The R&D landscape requires radically new solutions for design and programming. Also the coming extremely massive parallelism in extreme-scale computing demands an elimination of all obstacles to meet unprecedented demands on data handling by a much deeper integration between applications and data inside all kinds of memory, from CPU caches thru disks. This requires massive changes at all levels from compilers and runtime systems down to storage behavior, challenging all disciplines from circuit design and test, up to architecture, system design, run time and operating systems, and programming. Overcoming the hardware-only mind set would be a fascinating job for computer system architecture colleagues and curriculum designers.
Conclusions
The paper has illustrated, how reductionist philosophies of most specialized research areas tend to prevent or to massively delay to achieve fundamental discoveries.

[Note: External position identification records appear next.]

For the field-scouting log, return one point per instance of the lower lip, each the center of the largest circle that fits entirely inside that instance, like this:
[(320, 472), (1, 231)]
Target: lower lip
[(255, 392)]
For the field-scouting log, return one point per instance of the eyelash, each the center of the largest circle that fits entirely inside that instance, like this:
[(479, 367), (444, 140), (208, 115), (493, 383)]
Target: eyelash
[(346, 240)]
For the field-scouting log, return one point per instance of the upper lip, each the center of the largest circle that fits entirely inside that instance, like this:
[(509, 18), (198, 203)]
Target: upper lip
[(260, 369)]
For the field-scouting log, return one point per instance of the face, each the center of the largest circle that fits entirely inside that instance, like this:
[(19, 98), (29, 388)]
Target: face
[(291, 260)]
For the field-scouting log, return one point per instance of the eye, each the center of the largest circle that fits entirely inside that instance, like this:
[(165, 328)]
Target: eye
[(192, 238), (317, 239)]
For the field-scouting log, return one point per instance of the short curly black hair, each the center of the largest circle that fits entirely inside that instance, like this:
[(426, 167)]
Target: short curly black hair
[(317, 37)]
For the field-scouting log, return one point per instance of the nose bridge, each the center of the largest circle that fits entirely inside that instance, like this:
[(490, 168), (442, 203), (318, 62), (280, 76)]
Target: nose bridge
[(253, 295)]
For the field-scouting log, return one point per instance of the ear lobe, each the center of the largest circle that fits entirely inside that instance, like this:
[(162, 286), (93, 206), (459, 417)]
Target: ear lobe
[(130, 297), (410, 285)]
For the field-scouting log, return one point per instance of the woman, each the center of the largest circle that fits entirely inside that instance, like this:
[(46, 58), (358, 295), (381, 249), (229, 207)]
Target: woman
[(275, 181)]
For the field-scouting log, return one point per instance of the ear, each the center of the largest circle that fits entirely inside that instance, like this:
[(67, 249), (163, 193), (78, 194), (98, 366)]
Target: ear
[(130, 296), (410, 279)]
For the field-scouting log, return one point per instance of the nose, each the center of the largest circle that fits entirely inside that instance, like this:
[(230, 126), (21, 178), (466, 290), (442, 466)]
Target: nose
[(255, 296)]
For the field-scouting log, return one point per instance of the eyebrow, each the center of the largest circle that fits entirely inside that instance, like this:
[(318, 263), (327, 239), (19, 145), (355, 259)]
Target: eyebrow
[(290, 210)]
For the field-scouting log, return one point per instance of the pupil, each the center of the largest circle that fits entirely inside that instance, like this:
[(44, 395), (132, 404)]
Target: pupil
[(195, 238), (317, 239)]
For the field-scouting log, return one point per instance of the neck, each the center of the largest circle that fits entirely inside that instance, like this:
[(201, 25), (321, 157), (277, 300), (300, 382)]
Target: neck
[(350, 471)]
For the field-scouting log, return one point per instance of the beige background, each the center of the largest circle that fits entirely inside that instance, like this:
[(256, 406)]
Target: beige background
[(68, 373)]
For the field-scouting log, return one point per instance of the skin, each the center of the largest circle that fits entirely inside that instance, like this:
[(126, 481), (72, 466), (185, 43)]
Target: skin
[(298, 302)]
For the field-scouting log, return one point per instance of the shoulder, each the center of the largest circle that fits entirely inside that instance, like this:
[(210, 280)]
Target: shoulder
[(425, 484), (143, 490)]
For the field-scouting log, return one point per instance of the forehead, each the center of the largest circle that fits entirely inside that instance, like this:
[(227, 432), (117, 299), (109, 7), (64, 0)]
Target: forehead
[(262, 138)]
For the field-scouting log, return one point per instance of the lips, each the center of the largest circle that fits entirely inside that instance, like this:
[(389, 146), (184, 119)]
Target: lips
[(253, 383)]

This paper warns, that there are areas, where because of reductionists' tunnel view attitudes the R&D progress is by far too slow to cope with problems, which must be urgently solved, like, for instance, for the long term survival of our ICT infrastructures. We must urgently rethink all basic assumptions and disruptively reform the motivational views and structures of all R&D group, reorganize the cooperation patterns of the entire R&D landscape and drastically reorganize all curricular patterns and their interconnect.